Recovering from errors during optimization#

[1]:
import numpy as np
import tensorflow as tf
import random

np.random.seed(1793)
tf.random.set_seed(1793)
random.seed(3)

Sometimes the Bayesian optimization process encounters an error from which we can recover, without the need to restart the run from the beginning. In this tutorial, we’ll simulate such an error and show how to recover from it.

We’ll use a similar setup to the EI notebook, but use an observer that intermittently breaks when evaluated, and needs manual attention to get running again. We can simulate fixing the observer with its manual_fix method.

[2]:
import trieste
from trieste.objectives import branin


class FaultyBranin:
    def __init__(self):
        self._is_broken = False

    def manual_fix(self):
        self._is_broken = False

    def __call__(self, x):
        if random.random() < 0.05:
            self._is_broken = True

        if self._is_broken:
            raise Exception("Observer is broken")

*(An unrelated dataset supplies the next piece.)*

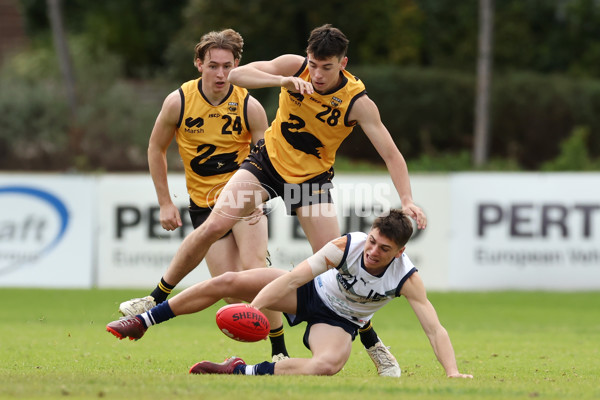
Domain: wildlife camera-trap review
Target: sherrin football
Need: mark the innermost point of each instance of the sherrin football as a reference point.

        return trieste.data.Dataset(x, branin(x))


observer = FaultyBranin()

Set up the problem#

We’ll use the same set up as before, except for the acquisition rule, where we’ll use TrustRegion. TrustRegion is stateful, and we’ll need to account for its state to recover, so using this rule gives the reader a more comprehensive overview of how to recover.

[3]:
from trieste.models.gpflow import build_gpr, GaussianProcessRegression

search_space = trieste.space.Box(
    tf.cast([0.0, 0.0], tf.float64), tf.cast([1.0, 1.0], tf.float64)
)
initial_data = observer(search_space.sample(5))

gpr = build_gpr(initial_data, search_space)
model = GaussianProcessRegression(gpr)

acquisition_rule = trieste.acquisition.rule.TrustRegion()

Run the optimization loop#

In this tutorial we’ll try to complete fifteen optimization loops, which, with the broken observer, may take more than one attempt. The optimizer returns an OptimizationResult, which is simply a container for both:

  • the final result, which uses a Result type (not to be confused with OptimizationResult) to safely encapsulate the final data, models and acquisition state if the process completed successfully, or an error if one occurred

  • the history of the successful optimization steps.

We can access these with the astuple method.

[4]:
bo = trieste.bayesian_optimizer.BayesianOptimizer(observer, search_space)

num_steps = 15
result, history = bo.optimize(
    num_steps, initial_data, model, acquisition_rule, None
).astuple()

Optimization failed at step 5, encountered error with traceback:
Traceback (most recent call last):
  File "/opt/hostedtoolcache/Python/3.7.13/x64/lib/python3.7/site-packages/trieste/bayesian_optimizer.py", line 687, in optimize
    observer_output = self._observer(query_points)
  File "/tmp/ipykernel_7678/2806915697.py", line 17, in __call__
    raise Exception("Observer is broken")
Exception: Observer is broken

Terminating optimization and returning the optimization history. You may be able to use the history to restart the process from a previous successful optimization step.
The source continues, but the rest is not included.